Une des tâches qui incombe à la philosophie consiste à mettre en évidence et à analyser les grandes orientations que la rationalité dominante imprime à la science afin d’expliquer son développement passé et d’interroger son évolution future. Cet exercice amène certains constats, comme celui que l’activité scientifique est inégalement répartie sur la planète, et que certains pays sont loin de profiter de ses retombées bienfaisantes. Dans Le rationalisme qui vient, Bertrand Saint-Sernin, professeur émérite de philosophie à l’Université de Paris-Sorbonne, propose une réflexion sur la rationalité actuelle et s’interroge sur les façons de faire naître une « rationalité commune et partagée, active aussi bien dans la production de savoirs que dans la conduite des sociétés ».

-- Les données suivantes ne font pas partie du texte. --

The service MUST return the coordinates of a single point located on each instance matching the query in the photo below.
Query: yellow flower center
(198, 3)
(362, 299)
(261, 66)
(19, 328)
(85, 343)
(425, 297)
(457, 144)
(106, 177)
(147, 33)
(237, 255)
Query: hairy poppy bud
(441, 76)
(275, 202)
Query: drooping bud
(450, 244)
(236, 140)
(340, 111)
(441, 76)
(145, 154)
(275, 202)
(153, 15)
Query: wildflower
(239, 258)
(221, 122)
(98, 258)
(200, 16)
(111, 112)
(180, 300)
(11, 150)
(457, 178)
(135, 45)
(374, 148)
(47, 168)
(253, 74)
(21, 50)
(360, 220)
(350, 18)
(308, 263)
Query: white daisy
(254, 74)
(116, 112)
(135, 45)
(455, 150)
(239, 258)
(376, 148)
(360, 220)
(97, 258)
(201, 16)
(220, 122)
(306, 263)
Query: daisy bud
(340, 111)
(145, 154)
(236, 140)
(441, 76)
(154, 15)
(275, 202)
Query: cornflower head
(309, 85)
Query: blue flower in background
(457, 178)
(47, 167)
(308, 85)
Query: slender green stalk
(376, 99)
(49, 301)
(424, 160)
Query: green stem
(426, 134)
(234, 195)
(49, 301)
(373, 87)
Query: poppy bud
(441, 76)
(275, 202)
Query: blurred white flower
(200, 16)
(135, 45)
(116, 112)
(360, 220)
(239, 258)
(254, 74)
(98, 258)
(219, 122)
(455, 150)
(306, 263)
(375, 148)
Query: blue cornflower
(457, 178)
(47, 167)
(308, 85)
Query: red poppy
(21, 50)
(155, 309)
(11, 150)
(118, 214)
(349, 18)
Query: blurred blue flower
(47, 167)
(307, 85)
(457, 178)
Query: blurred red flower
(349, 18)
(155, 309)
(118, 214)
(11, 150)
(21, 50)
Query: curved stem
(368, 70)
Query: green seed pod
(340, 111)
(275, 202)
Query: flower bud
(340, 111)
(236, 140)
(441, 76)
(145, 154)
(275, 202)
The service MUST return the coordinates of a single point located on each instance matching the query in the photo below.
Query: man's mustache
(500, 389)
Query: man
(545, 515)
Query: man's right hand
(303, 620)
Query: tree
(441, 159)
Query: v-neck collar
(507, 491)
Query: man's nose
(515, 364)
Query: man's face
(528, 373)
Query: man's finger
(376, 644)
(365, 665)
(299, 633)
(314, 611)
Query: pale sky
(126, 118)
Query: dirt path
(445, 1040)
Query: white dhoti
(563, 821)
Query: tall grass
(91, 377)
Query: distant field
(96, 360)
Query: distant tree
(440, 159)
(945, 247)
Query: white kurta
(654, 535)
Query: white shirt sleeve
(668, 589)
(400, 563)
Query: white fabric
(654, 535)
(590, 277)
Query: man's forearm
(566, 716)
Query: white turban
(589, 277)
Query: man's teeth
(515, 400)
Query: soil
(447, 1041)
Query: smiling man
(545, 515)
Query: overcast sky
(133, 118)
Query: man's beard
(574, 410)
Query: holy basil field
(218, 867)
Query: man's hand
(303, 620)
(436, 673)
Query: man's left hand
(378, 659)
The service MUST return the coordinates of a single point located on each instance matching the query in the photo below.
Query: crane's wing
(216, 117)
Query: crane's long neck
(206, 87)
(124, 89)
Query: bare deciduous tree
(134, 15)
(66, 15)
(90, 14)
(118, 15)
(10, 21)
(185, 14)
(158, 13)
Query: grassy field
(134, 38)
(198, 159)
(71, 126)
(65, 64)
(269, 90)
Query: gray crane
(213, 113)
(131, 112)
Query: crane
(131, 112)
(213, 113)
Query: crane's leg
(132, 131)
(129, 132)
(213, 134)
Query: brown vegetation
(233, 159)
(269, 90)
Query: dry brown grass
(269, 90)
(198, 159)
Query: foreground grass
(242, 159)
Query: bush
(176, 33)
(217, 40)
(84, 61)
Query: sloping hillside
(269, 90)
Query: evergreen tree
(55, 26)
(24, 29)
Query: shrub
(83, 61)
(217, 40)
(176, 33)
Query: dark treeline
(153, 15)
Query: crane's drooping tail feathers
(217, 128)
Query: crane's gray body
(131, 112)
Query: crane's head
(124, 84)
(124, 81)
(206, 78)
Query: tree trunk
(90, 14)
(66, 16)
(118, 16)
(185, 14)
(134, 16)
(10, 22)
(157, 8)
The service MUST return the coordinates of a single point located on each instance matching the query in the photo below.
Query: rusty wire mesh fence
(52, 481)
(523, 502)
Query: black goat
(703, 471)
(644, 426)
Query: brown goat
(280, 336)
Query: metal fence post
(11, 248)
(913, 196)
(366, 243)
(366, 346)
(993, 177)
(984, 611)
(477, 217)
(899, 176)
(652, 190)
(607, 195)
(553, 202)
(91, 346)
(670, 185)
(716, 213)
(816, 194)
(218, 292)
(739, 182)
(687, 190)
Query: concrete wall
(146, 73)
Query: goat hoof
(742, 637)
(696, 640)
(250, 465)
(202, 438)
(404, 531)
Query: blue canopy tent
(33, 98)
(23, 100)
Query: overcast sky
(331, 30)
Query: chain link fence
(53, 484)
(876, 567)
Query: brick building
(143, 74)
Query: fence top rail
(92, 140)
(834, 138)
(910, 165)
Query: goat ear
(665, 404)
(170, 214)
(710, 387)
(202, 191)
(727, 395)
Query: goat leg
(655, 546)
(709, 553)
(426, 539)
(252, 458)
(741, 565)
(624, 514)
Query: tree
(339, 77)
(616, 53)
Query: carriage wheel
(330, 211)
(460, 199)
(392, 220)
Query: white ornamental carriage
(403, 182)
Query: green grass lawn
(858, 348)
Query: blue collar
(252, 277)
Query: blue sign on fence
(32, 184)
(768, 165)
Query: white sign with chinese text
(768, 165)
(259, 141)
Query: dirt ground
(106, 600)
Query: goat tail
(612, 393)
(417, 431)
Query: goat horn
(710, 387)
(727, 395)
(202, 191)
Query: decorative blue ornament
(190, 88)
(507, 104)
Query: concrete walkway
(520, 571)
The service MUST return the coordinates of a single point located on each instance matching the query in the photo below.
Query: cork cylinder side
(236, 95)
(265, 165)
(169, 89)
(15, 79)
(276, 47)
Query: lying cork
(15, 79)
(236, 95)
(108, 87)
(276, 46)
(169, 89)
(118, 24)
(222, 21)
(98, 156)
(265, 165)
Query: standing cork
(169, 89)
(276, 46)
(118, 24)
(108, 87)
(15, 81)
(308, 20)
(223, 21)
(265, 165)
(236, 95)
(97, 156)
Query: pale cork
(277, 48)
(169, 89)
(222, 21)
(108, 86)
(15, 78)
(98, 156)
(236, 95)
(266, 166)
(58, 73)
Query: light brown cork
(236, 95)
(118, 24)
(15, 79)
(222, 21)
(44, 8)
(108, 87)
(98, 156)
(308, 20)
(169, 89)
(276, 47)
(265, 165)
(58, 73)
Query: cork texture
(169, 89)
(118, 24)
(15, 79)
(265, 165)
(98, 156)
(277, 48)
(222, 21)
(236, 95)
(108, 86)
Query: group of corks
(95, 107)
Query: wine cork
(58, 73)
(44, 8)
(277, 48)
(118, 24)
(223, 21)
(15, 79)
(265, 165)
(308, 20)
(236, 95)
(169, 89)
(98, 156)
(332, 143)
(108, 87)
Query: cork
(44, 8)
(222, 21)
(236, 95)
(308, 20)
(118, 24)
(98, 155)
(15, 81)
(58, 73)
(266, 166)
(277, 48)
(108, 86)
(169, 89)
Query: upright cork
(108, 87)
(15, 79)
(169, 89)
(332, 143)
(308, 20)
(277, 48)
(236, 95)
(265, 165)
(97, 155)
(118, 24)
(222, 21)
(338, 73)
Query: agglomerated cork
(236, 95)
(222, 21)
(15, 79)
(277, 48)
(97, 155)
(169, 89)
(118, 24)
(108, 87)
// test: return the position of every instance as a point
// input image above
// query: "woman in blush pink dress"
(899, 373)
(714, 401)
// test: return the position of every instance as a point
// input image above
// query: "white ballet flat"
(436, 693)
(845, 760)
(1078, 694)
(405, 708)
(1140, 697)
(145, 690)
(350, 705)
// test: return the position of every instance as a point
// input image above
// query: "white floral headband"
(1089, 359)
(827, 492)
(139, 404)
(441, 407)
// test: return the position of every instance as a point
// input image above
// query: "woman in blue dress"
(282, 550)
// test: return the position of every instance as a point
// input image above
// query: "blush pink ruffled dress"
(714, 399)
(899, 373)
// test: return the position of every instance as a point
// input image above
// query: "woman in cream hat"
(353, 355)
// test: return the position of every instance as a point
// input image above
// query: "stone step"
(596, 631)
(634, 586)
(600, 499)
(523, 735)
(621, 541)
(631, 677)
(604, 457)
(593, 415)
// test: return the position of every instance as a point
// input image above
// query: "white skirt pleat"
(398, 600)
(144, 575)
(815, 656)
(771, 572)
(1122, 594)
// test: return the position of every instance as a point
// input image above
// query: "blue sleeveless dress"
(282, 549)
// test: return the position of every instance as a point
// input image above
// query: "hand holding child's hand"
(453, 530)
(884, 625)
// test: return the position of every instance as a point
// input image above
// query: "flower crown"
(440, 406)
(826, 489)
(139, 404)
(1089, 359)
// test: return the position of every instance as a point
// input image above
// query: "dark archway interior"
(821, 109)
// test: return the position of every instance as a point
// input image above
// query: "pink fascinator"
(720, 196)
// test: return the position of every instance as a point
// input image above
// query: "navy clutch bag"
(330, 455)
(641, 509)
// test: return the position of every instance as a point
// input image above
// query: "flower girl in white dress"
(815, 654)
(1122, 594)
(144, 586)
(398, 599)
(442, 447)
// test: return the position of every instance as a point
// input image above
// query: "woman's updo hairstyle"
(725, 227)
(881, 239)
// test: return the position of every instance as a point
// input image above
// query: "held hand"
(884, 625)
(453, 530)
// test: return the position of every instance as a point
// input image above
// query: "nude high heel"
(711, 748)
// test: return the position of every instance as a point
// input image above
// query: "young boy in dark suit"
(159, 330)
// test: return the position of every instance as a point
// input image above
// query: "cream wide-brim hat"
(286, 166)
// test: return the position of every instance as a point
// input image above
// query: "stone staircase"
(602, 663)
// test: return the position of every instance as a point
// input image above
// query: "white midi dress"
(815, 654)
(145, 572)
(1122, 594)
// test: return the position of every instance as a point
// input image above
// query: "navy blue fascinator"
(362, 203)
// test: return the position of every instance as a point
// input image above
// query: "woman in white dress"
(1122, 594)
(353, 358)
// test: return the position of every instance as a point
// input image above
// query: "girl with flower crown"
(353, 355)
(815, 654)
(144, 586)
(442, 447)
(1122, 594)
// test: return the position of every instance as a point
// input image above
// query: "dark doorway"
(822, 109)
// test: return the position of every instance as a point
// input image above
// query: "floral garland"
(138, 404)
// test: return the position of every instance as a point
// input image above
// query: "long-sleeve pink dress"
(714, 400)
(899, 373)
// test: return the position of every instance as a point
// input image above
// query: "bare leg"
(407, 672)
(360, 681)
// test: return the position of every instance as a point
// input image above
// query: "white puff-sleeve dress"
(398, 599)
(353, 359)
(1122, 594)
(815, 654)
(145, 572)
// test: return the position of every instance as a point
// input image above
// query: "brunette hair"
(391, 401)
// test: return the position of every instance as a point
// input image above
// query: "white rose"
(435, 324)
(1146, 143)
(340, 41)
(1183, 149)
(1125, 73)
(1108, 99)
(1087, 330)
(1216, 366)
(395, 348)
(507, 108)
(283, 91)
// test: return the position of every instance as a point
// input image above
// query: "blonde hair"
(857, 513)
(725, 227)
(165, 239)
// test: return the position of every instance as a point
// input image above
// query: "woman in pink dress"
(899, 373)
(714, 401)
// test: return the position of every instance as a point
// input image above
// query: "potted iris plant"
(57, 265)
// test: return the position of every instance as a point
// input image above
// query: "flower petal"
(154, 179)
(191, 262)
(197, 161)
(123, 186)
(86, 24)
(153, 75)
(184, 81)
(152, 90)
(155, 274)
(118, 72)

Sa réflexion est construite autour de certains constats relatifs à la science. Après la Seconde Guerre mondiale, quelques pays sont devenus des pôles d’attraction en matière de recherche scientifique au détriment de ceux qui ont non seulement vécu un exode de leurs cerveaux, mais n’ont pu profiter de transferts de connaissances. De plus, cet événement est venu profondément changer les caractéristiques de la connaissance scientifique : désormais, elle est le produit d’une pluralité d’individus et elle est devenue inassimilable intégralement par une seule personne. La fabrication de la première bombe atomique l’a nettement démontré. Au fil des pages, l’auteur tente de produire un nouveau discours sur l’inégalité scientifique entre les nations, et s’interroge sur les façons de la réduire.
La réflexion de Bertrand Saint-Sernin démontre hors de tout doute que la philosophie ne peut pas se cantonner dans un rôle de simple spectateur. Elle se doit de poursuivre une réflexion sur la science et la technologie, tant sur le plan social que moral. Car la rationalité d’aujourd’hui a des répercussions de grande importance sur l’avenir de certaines sociétés. Une réflexion riche, doublée d’une recherche fort instructive sur les conditions du savoir.